Contudo, em uma abordagem diametralmente oposta, Anton Tchekhov, um eminente escritor russo e um dos maiores contistas do mundo, escreveu um belíssimo texto intitulado A brincadeira. Há muito tempo, em algum lugar da Rússia, Nadja Petrovna e seu amigo brincavam de deslizar sobre morros gelados, por cima da neve espelhada e escorregadia. O convite feito por ele para descer de trenó do topo à planície é grandioso, mas desperta medo. “Só uma vez Nadja, eu te suplico, garanto que vamos ficar sãos e salvos. Nadja acaba cedendo, como se cedesse à própria vida, e o ‘trenó’ voa como uma bala, o ar chicoteia o rosto, silva nos ouvidos, belisca com raiva, até doer, os objetos que nos cercam fundem-se num só longo risco que corre vertiginoso e eu digo a meia voz: eu te amo Nadja!”.
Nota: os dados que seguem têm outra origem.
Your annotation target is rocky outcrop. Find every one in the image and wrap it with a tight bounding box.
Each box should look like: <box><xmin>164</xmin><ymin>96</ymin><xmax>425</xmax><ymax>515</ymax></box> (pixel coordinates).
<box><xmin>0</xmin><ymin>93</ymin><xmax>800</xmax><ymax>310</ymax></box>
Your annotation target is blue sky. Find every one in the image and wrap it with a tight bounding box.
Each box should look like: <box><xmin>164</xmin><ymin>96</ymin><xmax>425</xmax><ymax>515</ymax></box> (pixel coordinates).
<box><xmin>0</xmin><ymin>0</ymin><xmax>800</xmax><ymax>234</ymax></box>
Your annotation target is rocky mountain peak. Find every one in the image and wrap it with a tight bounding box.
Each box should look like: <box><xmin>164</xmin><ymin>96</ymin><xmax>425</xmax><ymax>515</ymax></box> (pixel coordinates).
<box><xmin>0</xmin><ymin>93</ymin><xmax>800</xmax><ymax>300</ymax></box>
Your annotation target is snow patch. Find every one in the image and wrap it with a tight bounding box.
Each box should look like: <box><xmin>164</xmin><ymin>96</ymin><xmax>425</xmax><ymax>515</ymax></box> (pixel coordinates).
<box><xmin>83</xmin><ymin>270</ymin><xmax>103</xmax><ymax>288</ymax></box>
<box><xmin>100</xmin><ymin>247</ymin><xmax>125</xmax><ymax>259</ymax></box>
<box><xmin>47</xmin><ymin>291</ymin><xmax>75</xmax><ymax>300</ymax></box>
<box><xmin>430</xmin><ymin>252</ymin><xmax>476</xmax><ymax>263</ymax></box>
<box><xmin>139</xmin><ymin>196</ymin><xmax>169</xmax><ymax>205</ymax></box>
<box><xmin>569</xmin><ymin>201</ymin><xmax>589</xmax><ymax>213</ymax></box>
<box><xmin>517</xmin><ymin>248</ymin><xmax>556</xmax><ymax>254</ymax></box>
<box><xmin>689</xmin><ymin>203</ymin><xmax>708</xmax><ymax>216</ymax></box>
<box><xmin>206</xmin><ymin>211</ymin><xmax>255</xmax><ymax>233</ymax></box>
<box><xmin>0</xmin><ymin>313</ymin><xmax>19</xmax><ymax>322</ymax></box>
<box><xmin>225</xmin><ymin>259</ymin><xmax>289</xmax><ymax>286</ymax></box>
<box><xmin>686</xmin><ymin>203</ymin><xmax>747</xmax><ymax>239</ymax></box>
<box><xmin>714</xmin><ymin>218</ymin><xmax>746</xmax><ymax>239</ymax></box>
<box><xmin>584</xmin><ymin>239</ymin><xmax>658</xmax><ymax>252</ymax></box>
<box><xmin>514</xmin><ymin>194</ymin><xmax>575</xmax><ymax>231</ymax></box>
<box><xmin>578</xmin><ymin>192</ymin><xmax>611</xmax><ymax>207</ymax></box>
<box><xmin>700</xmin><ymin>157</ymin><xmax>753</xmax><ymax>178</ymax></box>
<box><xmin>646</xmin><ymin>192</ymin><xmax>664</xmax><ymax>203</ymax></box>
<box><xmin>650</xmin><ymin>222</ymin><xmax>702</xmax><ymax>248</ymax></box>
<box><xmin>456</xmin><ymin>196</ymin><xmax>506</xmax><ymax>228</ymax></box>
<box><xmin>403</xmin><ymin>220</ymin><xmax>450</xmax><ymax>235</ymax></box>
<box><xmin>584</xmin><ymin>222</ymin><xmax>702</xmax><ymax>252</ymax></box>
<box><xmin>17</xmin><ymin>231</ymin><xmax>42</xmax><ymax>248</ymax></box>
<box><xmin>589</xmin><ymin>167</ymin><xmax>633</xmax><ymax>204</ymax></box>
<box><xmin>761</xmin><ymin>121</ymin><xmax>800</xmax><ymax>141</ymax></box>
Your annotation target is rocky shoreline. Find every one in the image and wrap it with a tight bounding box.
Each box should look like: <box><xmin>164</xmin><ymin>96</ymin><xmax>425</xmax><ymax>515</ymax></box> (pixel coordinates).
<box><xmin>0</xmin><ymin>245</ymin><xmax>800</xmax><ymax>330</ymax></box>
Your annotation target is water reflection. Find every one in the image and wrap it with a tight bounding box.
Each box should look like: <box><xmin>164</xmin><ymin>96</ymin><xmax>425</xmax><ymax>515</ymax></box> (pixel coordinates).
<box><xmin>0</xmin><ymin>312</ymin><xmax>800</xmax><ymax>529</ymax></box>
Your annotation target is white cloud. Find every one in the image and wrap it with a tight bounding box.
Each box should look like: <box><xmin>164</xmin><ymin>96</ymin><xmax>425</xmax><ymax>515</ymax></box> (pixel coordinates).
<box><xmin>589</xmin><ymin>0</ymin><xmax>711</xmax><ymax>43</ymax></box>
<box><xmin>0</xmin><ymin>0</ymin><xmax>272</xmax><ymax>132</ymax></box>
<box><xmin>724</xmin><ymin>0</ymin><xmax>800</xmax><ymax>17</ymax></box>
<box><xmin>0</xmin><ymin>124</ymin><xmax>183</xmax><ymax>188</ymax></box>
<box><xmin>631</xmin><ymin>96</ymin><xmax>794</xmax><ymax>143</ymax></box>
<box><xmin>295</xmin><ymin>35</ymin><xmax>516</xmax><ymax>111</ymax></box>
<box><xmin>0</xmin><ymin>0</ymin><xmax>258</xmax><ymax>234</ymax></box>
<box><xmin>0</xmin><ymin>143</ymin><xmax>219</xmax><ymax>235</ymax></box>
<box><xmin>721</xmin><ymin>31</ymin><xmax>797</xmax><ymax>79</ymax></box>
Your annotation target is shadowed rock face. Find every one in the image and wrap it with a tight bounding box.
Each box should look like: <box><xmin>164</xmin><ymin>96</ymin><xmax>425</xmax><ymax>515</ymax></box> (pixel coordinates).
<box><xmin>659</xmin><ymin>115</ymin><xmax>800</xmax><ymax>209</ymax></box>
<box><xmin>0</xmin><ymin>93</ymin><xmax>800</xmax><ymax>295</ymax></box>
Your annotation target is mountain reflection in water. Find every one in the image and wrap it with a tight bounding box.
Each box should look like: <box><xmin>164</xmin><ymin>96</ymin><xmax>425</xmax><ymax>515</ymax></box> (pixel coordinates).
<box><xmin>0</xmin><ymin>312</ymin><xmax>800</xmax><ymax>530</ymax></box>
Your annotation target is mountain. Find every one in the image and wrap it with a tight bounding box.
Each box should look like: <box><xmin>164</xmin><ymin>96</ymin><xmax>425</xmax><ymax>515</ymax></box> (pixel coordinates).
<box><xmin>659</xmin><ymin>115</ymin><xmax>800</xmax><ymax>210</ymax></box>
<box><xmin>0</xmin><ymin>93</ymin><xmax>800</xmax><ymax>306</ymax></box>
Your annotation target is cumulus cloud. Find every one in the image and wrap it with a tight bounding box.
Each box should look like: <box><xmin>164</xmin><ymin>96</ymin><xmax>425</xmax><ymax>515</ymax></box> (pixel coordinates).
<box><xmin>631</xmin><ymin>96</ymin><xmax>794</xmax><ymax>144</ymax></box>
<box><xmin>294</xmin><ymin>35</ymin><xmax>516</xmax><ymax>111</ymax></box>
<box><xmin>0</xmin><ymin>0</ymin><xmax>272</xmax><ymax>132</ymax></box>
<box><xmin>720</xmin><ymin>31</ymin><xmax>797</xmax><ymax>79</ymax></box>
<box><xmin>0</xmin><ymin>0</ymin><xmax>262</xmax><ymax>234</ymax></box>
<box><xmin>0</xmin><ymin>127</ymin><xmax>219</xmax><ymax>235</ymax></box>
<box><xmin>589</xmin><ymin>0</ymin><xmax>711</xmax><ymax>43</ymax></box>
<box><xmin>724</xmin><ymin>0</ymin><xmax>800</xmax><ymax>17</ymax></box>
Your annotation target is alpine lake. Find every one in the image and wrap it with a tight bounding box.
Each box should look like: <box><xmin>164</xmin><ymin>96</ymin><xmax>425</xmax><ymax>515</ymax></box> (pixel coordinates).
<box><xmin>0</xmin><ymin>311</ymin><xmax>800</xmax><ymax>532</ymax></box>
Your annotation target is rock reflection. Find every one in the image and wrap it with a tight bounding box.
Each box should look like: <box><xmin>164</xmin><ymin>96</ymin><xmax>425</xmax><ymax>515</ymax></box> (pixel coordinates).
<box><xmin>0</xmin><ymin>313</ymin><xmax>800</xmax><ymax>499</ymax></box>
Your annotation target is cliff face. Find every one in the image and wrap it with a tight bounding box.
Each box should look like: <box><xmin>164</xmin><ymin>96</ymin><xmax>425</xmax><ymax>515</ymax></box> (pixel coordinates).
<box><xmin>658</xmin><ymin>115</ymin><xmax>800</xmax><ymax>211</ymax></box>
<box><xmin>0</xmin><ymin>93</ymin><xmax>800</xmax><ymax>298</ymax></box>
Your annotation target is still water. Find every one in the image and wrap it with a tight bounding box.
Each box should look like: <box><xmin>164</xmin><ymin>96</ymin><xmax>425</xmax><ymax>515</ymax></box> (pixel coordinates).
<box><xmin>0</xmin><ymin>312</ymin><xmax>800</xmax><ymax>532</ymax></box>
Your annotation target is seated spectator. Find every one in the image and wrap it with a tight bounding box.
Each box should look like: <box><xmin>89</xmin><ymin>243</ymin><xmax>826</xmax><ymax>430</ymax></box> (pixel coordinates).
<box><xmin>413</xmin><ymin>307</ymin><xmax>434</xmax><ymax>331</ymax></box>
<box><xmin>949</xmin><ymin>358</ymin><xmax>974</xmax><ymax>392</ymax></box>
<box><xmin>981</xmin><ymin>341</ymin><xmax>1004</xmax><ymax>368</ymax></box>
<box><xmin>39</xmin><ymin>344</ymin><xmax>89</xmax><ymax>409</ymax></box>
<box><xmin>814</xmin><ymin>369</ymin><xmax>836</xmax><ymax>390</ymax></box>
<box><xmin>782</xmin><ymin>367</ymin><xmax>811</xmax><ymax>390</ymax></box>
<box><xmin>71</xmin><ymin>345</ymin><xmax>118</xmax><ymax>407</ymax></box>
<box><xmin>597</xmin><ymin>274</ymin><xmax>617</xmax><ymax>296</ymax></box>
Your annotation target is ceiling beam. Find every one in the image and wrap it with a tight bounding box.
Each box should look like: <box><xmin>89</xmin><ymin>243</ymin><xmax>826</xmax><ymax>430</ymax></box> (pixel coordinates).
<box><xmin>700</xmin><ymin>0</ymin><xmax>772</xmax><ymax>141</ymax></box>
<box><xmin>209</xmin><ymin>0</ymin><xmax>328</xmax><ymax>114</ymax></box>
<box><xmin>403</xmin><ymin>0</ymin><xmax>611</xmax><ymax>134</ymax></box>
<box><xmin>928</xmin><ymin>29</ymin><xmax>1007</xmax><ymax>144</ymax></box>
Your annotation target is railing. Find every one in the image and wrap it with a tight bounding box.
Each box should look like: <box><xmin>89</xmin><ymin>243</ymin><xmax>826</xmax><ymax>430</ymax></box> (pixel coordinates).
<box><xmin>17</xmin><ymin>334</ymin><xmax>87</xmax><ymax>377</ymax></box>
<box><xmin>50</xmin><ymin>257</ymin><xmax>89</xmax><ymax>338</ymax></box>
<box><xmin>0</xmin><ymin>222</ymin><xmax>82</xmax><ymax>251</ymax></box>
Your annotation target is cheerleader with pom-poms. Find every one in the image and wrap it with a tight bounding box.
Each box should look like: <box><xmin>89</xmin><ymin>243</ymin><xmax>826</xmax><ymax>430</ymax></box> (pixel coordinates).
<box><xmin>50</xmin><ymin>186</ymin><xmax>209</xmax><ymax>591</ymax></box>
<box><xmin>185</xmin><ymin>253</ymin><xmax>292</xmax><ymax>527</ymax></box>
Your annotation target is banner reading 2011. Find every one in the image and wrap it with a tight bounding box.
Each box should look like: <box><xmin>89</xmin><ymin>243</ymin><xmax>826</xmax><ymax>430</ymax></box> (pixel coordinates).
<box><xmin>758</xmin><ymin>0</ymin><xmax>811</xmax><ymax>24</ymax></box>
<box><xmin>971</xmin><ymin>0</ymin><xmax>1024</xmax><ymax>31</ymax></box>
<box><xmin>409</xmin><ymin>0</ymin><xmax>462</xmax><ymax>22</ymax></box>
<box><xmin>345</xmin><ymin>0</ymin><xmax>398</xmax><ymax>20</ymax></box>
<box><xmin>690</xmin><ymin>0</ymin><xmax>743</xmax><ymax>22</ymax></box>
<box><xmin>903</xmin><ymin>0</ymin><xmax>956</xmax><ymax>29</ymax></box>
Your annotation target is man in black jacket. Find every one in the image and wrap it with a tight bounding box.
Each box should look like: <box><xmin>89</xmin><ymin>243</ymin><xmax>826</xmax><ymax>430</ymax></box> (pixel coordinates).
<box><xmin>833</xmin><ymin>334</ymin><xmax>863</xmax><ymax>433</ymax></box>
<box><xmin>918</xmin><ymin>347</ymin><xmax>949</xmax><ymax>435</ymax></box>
No conto russo, dia após dia a brincadeira acontece no trenó, brincar de voar, brincar de ouvir e de dizer. “Aquelas palavras foram pronunciadas ou foi o vento?” Os encontros cotidianos de Nadja e seu amigo misturam a fantasia e a realidade e avançam vida afora até que qualquer reviravolta das circunstâncias os interrompe e separa.

Pois é nesse contexto que Lev Vigotski – psicólogo, dramaturgo, conterrâneo e leitor de Tchekhov – cria as bases daquela que seria uma teoria do desenvolvimento humano oposta às tradicionalmente estabelecidas. Essa teoria considera o brincar como atividade constitutiva do psiquismo e a brincadeira como objeto-unidade que delimita a gênese dessa constituição.